Rondom 4 en 5 mei ben ik altijd met de oorlog bezig. Ik zoek dan naar boeken, bronnen die me daar iets over vertellen. Dit jaar heb ik verschillende boeken gelezen.
Het meeste indruk maakt het boek dat ik nu aan het lezen ben: “Kamp Erika; het oorlogsverhaal van mijn opa en het Nederlandse kamp dat verzwegen werd.” Op de site met informatie over Ommen kwam ik het tegen. Een recent boek van onderzoeksjournaliste Hester den Boer, over kamp Erika. Hester ontdekte dat haar opa opgesloten heeft gezeten in kamp Erika. Ze wilde hem interviewen, maar de avond voordat het interview plaats zou vinden, belde haar opa af en zei huilend dat het hem niet lukte erover te spreken. Ze raakte geïntrigeerd en ging op onderzoek uit. Maar gek genoeg kon ze er weinig informatie over vinden. Waarom kon niemand haar iets vertellen over het kamp? Welk taboe rust er op de gebeurtenissen?
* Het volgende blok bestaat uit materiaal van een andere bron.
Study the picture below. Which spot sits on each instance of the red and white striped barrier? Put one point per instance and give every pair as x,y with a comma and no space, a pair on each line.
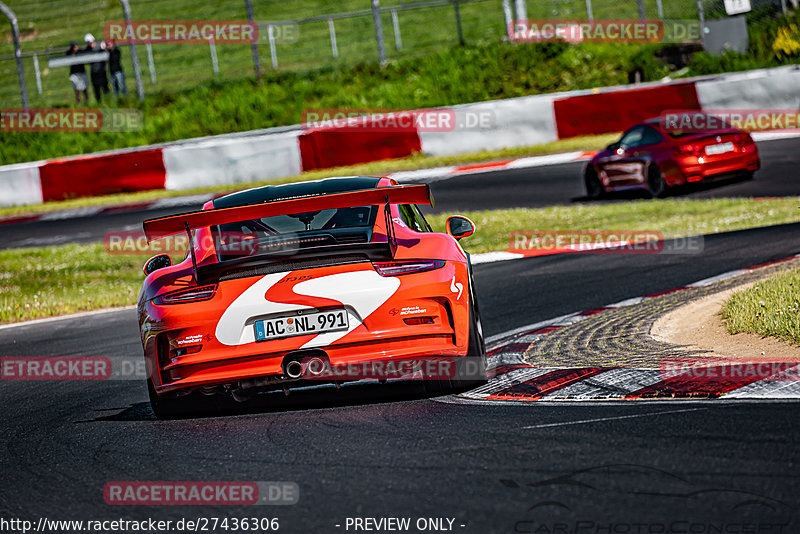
251,156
Ik ben direct op de fiets gestapt, naar Ommen gereden en heb het boek aangeschaft bij de plaatselijke boekwinkel. En nu lees ik het. Met regelmaat ben ik verbijsterd. Wat Hester schrijft raakt me. Alhoewel ik van mijn 4e tot mijn 18e in Ommen woonde en het als mijn thuis beschouwde, vertelde mijn omgeving dat ik omdat mijn ouders er niet vandaan kwamen, ik altijd import zou blijven. Dat maakt dat ik dus een kind en jongere was die er nooit helemaal hoorde, samen met zo’n 60 % van alle andere inwoners, want er was best veel ‘import’. Misschien dat dat ook wel maakt dat ik dit boek niet als ‘Ommer’ lees, maar als iemand van buiten en ook natuurlijk iemand van de 3e generatie, waardoor ik alles echt tot me kan nemen en verder weinig oordeel heb. Dat is ook fijn aan hoe Hester schrijft. Het is een boek om van te leren. Te ontdekken hoe samenlevingen getraumatiseerd kunnen raken. Hoe daders en slachtoffers en omstanders zich tot elkaar verhouden. Maar ook over hoe jongere generaties onrecht kunnen onderzoeken en de waarheid opschrijven zodat nieuwe generaties kunnen erkennen wat ze hebben genegeerd, ontlopen en ontkend.